Keith Jarrett
Testament
3CD ECM 2009

Keith Jarrett (p)

Iniciado em 1973 com Solo Concerts: Bremen/Lausanne e seguido pelo The Köln Concert de 1975, e ainda pelo monumental Sun Bear Concerts de 1976, este modelo «solo ao vivo» de Keith Jarrett (que tinha sido precedido pelo disco solo de estúdio Facing You, de 1971) revelou-se desde sempre o mais controverso dos formatos.
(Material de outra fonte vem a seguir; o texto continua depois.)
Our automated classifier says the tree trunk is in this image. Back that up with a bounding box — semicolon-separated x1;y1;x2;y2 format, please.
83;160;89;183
Amado e odiado, ele é mais escandaloso que as incursões expressamente clássicas a Bach ou Shostakovich e, para uma franja incomensurável de público, mais irresistivelmente atraente que o trio de Jazz. Tornado conhecido ao lado de Miles Davis ou Charles Lloyd, o concerto de Colónia parecia oferecer ao público leigo um universo novo (que partia do Jazz, pois claro, mas era muito mais, digamos que branco, que o Jazz mainstream), enquanto era maldito pela crítica mais conservadora.
Em 1983 Jarrett reconciliou-se com a crítica ao conceber com Jack DeJohnette e Gary Peacock o Trio Standards, que ainda hoje persiste, mais de vinte discos depois.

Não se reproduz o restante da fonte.